28 July 2009

Ambulance Lights

I am scared.
I am nervous.
I am horrified.



I see again, loneliness.

27 July 2009

Sing it Baby, Sing

I'd kill to just travel. Pack my bags and leave.

A friend complained the other day that none of the places we have ever lived in have ever felt home. There is less comfort and in reality, nothing is really the same. The atmosphere is different; I don't have the same things I had at home, or anything similar. I don't have the smell of my grandma's cooking filling the home... I don't have the TFC (Filipino channel) blaring across the hallways. I don't have my sister's bickering filling my ears.. Although I can't say I miss my sister's petty fights.

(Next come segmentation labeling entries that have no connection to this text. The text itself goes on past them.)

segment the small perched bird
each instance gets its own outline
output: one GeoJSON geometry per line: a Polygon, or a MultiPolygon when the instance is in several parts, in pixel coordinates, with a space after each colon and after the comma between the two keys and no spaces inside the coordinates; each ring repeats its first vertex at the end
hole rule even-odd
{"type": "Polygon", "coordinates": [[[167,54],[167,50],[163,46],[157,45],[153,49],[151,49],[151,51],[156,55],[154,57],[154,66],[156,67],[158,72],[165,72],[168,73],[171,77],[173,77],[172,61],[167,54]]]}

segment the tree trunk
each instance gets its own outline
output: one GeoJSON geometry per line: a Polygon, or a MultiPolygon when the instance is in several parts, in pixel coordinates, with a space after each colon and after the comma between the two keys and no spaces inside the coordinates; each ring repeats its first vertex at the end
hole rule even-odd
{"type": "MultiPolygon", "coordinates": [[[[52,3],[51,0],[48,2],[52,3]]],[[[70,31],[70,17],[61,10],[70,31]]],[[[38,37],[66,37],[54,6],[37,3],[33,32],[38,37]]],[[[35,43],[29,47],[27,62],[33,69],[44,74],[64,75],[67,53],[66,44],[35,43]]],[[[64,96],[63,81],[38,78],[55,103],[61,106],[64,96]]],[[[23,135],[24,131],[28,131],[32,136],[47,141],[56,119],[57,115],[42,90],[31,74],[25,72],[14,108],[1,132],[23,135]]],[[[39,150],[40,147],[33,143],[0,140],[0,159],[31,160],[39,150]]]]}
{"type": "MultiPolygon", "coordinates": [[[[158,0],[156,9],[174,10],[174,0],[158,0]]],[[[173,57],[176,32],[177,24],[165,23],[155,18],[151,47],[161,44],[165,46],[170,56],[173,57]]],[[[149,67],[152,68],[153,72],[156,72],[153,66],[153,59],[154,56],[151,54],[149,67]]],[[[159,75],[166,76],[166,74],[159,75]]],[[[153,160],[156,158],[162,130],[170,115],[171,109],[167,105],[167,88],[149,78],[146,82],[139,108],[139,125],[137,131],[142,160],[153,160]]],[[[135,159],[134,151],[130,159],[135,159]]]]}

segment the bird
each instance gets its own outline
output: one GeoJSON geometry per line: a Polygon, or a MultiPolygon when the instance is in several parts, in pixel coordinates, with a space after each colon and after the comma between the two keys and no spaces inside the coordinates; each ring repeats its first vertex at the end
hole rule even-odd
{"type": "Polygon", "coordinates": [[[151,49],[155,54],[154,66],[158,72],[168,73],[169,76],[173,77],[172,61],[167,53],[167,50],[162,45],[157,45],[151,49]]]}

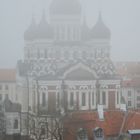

But at the same time, it feels right. As much as I miss home, I can't imagine ever living there again. As close as I am to my family, I am happy. I love being that mutt, the girl who doesn't have a home, doesn't need to associate a home yet. I like being a floater, going along my way until I reach my goal.

25 July 2009

Rescue the Lost

Everything is the same.  Every party is a replay.  The liquor running down my throat, the smoke in the room.  I get over it easily and I just stare at the scene.  I'm the girl redoing what she's done this past year.  I need something new. 

12 July 2009

1 Liter of Tears

I watched a Japanese drama titled "1 Litre of Tears" in hopes that it would teach me Japanese.  I ended up falling for the drama instead.  The plot is simple:  it's about a 15 year old girl's struggle with a disease that slowly makes her unable to function as a regular teenager.  Her whole life is shattered and she realizes all the loses she now has such as being unable to marry.  I highly recommend it, as Asian and corny as it may be.  Every episode left me crying and wanting more even though you know the end.

As much as I loved the drama, I hated it.  It makes me believe that everyone will eventually fall in love, even if they don't get married.  That's bullshit.  I see people unmarried, not dating whatever all the time.  I have become somewhat jaded at this point.  Was I ever in love? Meh, who knows.  Maybe I was in the dream where I too believed some good would come out of a relationship I want, or was in.  

09 July 2009

Awake

She tells no lies sweetheart.  Sincerity is her weapon, silence is not her virtue.  How does she make it work?

At this point time for Nihongo kurasu, I'm losing my mind.    Every word, every damn grammatical rule is a pain.  And then finding out that they don't even use hiragana or katakana as much as kanji drives me insane.  This is a ridiculous language.  I don't know how I'm going to pull through.